Several things come to mind. First, if these are private e-mail
addresses (and from the context, it appears they are), then you are
not sending company-wide e-mail. To be company-wide, the e-mail would
need to go through a company e-mail system to each mailbox in the
company...
The content of the e-mail is another problem. If this were some legal
announcement, it should be sent via snail-mail to the employee's home
address (e-mail is not secure).
Being more of a newsletter in nature (again, implied by your post),
suggests that it is just that - a newsletter sent to all employees who
have provided an e-mail address.
If I were to receive something like that from my employer, I'd be
asking a number of questions, one of which was if they actually sent
it. Under the premise that they did, I would be asking them to stop
with no reason given.
If they would ask for a reason, I would say that I consider company
information to be confidential and that my e-mail is anything but
secure and therefore, it can be read by any hacker... possibly
exposing the company in ways not intended.

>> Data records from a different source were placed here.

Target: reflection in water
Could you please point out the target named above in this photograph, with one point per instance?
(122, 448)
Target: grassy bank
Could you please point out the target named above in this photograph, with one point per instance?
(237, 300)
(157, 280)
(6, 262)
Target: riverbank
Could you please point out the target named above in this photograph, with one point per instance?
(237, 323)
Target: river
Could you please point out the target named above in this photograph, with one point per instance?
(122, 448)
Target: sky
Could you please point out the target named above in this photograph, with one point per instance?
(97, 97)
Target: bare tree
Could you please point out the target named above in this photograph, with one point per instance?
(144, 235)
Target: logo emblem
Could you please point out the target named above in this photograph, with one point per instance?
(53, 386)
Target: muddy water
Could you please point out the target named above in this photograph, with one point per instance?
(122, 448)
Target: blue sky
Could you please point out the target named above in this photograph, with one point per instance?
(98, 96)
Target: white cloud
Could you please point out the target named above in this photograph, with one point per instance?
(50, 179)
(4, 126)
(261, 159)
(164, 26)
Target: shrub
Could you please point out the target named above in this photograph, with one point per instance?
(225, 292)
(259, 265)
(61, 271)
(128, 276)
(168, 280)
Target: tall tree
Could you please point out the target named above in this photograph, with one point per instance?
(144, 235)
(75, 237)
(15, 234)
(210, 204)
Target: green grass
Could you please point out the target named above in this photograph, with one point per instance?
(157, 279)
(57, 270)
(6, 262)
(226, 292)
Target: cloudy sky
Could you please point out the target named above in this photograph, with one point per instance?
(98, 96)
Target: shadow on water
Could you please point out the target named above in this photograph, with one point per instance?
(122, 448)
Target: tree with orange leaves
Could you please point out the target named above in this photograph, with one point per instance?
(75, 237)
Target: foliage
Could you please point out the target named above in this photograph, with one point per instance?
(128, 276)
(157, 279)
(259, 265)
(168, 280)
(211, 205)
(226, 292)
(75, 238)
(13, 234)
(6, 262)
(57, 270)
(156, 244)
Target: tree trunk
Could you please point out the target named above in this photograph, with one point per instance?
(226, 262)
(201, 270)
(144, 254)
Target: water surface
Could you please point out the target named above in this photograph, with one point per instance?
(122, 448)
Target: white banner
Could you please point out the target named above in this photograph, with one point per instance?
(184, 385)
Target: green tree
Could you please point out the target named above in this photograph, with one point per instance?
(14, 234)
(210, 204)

Usually company information (i.e., changes, events) is considered to
be company confidential and some companies treat releasing such
information to the public to be a dismissible offense -- don't be
shocked, I got one of those today - in my company-provided e-mail on
my company-provided computer.
>
>Should I be setting up these e-mails as opt-in? What would the
>ramifications be if a company sent out e-mails to their employees and were
>reported by many to spamcop? Does this seem to be a trend in the ISP world,
>and if it is, how are corporations with outside mail servers handling it?
Actually, there's nothing wrong with outsourcing your computer
facilities. What's wrong is that it isn't staying on outsourced or
company-owned equipment and is going to non-outsourced resources
(i.e., employee's private e-mail accounts). That's why "outside" ISPs
are involved.
The real problem occurs when a person leaves the company. What happens
then? Do they continue to receive these announcements? I suspect they
do, knowing that dismissals are not for public dissemination (at least
in America when HR practices are often dictated by law). At that
point, the e-mails become spam and could be viewed as harassment
(another very bad thing). If the e-mail account is company-property
(that is, owned, paid-for, and controlled by the company), then this
former employee should not have access to the e-mail account and it
doesn't matter.
>
>I'll take any and all opinions. Thanks much in advance :)
>
Don't send e-mail. Have HR generate mailing lists when required and
snail-mail the information, or, better yet, have the supervisors
distribute the information by hand in person.
I can see a small company doing something like this, but they really
should seek some legal advice before doing so, mostly because of the
legal ramifications of using a non-secure system to distribute what
could be company-confidential information.